Google Text to Speech: word with minus character returns Timepoint second = 0

381 Views Asked by At

What I'm going to do: I'd like to generate an mp3 file and timepoint information with Google Text to Speech.

Context: I'm using Java and the google-cloud-texttospeech library in version 2.4.0. Timepoint is v1beta1.Timepoint.

Problem: When I send the SSML string <speak>Hallo <mark name="p1s0"/>Schmetterlings-Arten.</speak> then the time_seconds in Timepoint in the response is 0.

What works: When I exchange the German word "Schmetterlings-Arten" by "Schmetterlingsarten", everything is OK and the time_seconds in Timepoint in the response is 0.419, which is fine.

Additional info: I'm using the voice for "language_code" = "de-DE", "name" = "de-DE-Wavenet-E", "audio_encoding" = "MP3" and "enable_time_pointing" = "SSML_MARK".

Question: Is there something special about a minus character in a word? Do I have to escape it somehow (and if so: how)?
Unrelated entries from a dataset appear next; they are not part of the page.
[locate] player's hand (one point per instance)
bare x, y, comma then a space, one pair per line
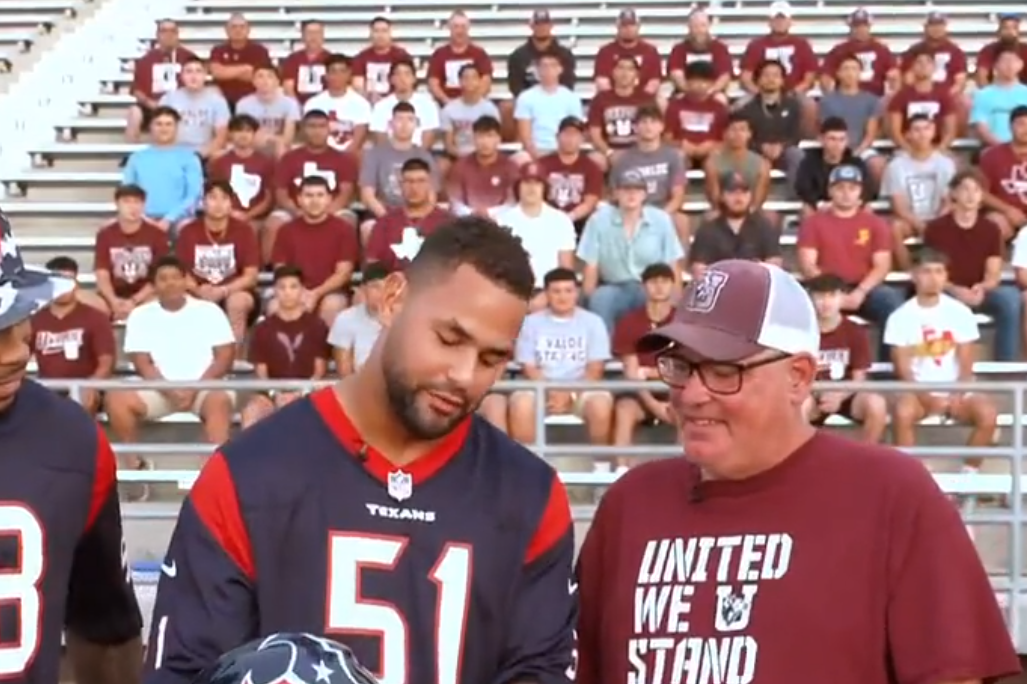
829, 403
559, 402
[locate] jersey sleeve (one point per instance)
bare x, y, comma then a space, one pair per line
540, 642
205, 599
101, 607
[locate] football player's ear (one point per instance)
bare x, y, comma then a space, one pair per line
393, 295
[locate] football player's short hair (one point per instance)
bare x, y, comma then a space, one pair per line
482, 243
63, 265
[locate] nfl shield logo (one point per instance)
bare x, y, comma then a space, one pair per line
401, 485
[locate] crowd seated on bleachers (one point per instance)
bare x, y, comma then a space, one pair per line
326, 166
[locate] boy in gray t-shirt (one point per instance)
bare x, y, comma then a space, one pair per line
457, 117
380, 171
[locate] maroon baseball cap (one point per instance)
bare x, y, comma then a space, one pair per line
736, 309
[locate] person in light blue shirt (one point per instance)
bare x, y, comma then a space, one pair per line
540, 109
170, 174
563, 342
992, 104
618, 242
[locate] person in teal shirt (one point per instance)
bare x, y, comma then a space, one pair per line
993, 104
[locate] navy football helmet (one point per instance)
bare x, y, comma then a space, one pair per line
288, 658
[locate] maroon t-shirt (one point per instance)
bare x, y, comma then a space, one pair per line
875, 58
159, 71
127, 256
446, 63
689, 51
614, 115
794, 52
1005, 174
844, 349
967, 249
289, 348
71, 346
396, 236
316, 249
695, 120
567, 184
844, 564
950, 61
307, 71
845, 247
252, 53
645, 54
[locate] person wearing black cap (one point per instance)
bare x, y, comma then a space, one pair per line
1008, 37
736, 231
61, 520
628, 44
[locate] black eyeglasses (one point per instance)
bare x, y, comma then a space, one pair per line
718, 377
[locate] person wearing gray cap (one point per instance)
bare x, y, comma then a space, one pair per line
61, 532
781, 553
618, 242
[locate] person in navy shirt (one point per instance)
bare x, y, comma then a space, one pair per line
382, 511
62, 553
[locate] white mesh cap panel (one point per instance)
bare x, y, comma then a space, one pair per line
790, 321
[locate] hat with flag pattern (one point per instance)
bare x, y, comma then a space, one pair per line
24, 291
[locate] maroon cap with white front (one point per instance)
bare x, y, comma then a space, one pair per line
736, 309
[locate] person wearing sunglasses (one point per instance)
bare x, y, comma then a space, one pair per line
772, 551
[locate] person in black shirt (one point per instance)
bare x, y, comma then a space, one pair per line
736, 231
811, 183
776, 120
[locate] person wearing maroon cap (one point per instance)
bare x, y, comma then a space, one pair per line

What I tried: I tried some other names for that mark, added some spaces, added some other tags (e.g. START mark, END mark, some breaks, ...), tried to escape the minus character with a backslash, .... Nothing of that changed the result.

1

There are 1 best solutions below

1
Scott B On

As of now, this is an expected behavior when using any German language from the supported voices and languages of text-to-speech. The team for Cloud Text-to-Speech product is constantly making changes to try to improve issues like this.

Possible workaround for now is to pre-process your input SSML and remove the hyphen(-) by using REGEX REPLACE similar to below sample using java.

String original_SSML = "<speak>Hallo <mark name='p1s0'/>Schmetterlings-Arten.</speak>";
String updated_SSML = original_SSML.replace("-", "");

And then pass the updated variable to the text-to-speech's input SSML of your request body.

In addition, you may also file a bug for this specific issue on German language and star it if you want to be notified regarding the filed bug.